I must not devote much space to a retrospective review of this piece, particularly as the action begins after Guy has ceased to be “Master,” and when, on his announcement of going to Jerusalem (perhaps to the Jews to do a little business in bills), Phillis makes some matronly remarks in a prospective sense, and a liberty of illustration which would horrify a monthly nurse.
However, Guy goes forth and meets with a giant so huge, that his squire Sparrow says it required four-and-twenty men to throw mustard in his mouth when he dined. From such giants, Heaven protects the errant Guy, and with a troop of fairies, wafts him to Jerusalem.

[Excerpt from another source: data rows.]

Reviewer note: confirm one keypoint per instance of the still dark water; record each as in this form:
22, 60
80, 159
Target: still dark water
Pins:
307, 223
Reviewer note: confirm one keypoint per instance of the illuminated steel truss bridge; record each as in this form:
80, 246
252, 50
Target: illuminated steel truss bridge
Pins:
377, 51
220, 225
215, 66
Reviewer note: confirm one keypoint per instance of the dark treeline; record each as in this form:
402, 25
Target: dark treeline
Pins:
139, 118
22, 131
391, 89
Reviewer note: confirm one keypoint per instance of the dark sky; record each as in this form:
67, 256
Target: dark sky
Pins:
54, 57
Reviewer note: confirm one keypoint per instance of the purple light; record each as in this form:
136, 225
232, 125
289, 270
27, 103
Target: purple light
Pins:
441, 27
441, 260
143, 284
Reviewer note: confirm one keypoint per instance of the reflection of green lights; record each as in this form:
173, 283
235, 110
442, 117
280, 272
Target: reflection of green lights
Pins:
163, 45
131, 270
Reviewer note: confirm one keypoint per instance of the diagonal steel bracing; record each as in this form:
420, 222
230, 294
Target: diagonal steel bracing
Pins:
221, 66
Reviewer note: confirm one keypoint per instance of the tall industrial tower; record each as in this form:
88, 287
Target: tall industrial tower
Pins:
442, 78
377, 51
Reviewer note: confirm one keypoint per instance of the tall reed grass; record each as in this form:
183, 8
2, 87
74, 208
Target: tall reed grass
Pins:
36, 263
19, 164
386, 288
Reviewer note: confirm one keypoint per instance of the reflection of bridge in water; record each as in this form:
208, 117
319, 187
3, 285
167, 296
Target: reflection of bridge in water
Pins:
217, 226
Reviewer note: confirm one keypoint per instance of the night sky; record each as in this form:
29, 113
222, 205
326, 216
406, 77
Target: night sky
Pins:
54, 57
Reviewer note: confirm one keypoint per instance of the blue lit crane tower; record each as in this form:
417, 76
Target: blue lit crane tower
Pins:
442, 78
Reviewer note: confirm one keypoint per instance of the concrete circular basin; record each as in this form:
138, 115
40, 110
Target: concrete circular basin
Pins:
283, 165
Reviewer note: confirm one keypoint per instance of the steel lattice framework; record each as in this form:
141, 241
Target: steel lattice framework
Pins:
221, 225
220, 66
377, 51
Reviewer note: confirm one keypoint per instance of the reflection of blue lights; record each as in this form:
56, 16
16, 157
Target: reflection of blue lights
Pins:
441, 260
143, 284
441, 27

Here he finds Shamurath of Babylon assaulting the city, but Guy heaps miracle on miracle of valor, and produces such astounding results that Shamurath, who is a spectator of the deeds and the doer; inquires, with a suspicion of Connaught in the accent of the inquiry, “What divil or man is this?”
The infidel is more astonished than ever when Guy, after defeating him, takes him into controversy, and laying hold of him as Dr. Gumming does of Romanism, so buffets his belief that, the soldier, fairly out of breath and argument, gives in, and declares himself a Christian, on conviction.
During one-and-twenty years, Guy has a restless life through the five acts of this edifying tragedy, and when he is seen again in England, overcoming the Danes, he intimates to Athelstan that he has six years more to pass in disguise, ere a vow, of which we have before heard nothing, will be fulfilled. Athelstan receives all that is said, in confidence; and promises affably, “upon my word,” not to betray the secret. Guy is glad to hear that Phillis is “pretty well;” and then he takes up his residence as I have before told, according to the legend. He and an Angel occasionally have a little abstruse disquisition; but the most telling scene is doubtless where the bread is distributed to the beggars, by Phillis. Guy is here disguised as a palmer, and Phillis inquires if he knew the great Earl, to which Guy answers, with a wink of the eye, that he and the Earl had often drank at the same crystal spring. But Phillis is too dull, or too melancholy to trace her way through so sorry a joke.